Selon la chaîne N12, Barnea aurait insisté pour qu’Israël fasse des gestes envers la bande de Gaza, tant il était persuadé qu’ils permettraient à Israël « de laisser Gaza tranquille et de se concentrer sur le plus important – l’Iran ».
Le chef de l’armée israélienne, Halevi, aurait lui aussi été en faveur de ces gestes, de nature, selon lui, à convaincre le Hamas de moins attaquer Israël.
« Ils nous attaquent en effet moins, mais si on leur accorde des faveurs, nous en obtiendrons plus », aurait dit Halevi, toujours selon la chaîne N12.
Le général de brigade Amit Saar, chef du service de collecte du renseignement militaire, aurait soutenu Halevi en disant « Ces douze derniers mois, nous avons vu que le Hamas ne montrait aucun signe de violence à Gaza ».
« Ils aspirant au calme, ils ont besoin de calme », aurait ajouté Saar, toujours selon la chaîne N12.
Gallant se serait une fois de plus réjoui qu’Israël ait obtenu que Gaza ne soit plus une source d’attaque et aurait ajouté que le Hamas cherchait des alternatives au Liban ou en Cisjordanie.
Le 12 septembre, Halevi avait indiqué que les communautés de la région – celles qui allaient être ravagées le 7 octobre – étaient à l’abri d’une attaque du Hamas.
Lors d’un déplacement à la frontière avec Gaza, il a vanté les mérites de la barrière de haute technologie construite par Israël entre ses communautés et la bande de Gaza, ajoutant que « l’opération Bouclier et flèche était un succès de nature à dissuader le Hamas ».

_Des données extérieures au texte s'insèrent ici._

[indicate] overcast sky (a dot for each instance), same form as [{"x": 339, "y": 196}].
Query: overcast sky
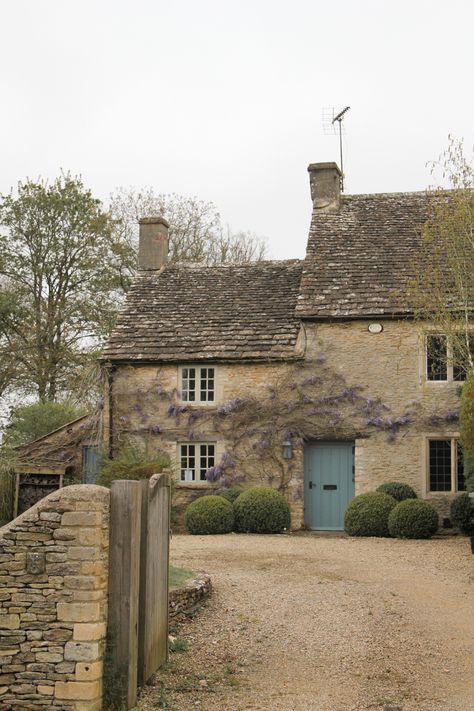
[{"x": 224, "y": 99}]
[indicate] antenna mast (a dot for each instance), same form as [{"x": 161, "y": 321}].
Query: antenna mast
[{"x": 339, "y": 118}]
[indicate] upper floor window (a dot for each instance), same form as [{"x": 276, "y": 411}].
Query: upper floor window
[
  {"x": 445, "y": 465},
  {"x": 197, "y": 384},
  {"x": 442, "y": 362}
]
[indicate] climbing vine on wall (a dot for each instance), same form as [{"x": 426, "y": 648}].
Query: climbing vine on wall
[{"x": 307, "y": 401}]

Dix jours seulement avant le pogrom commis par le Hamas [le 7 octobre], les hautes autorités de sécurité demeuraient persuadées que le groupe terroriste cherchait l’apaisement.
Lors d’une réunion organisée, le 27 septembre, par le Premier ministre Benjamin Netanyahu en ses bureaux, Gallant aurait dit : « Le Hamas nous fait comprendre qu’il souhaite un accord de longue durée – plusieurs années – avec Israël ».

Le général de division Aharon Haliva, alors chef de la Direction du renseignement militaire, aurait également dit lors de cette réunion que « sincèrement, Sinwar souhaite toujours un accord » – allusion à Yahya Sinwar, chef du Hamas et cerveau du 7 octobre, assassiné depuis.
Lorsque quelqu’un – on ignore qui – a objecté que la dissuasion israélienne vis-à-vis du Hamas n’était pas totale, Gallant aurait répondu : « Ce n’est pas vrai – nous aurions pu mener d’autres combats à Gaza, mais nous serions arrivés au même résultat. »
La chaîne N12 a indiqué que l’armée israélienne avait refusé de commenter ces informations.
Gallant, qui a été démis de ses fonctions en novembre dernier et a par la suite quitté la Knesset, a déclaré que les propos rapportés « brossaient un tableau partiel et tendancieux » et qu’il n’avait jamais eu connaissance de renseignements faisant état de projets d’attaque du Hamas.
L’ex-ministre de la Défense a réitéré sa demande de mise en place d’une commission d’enquête d’État sur les circonstances de l’attaque du Hamas. La coalition de Netanyahu a, ce mercredi, voté contre et fait avorter une proposition de loi destinée à forcer le gouvernement à installer une telle commission.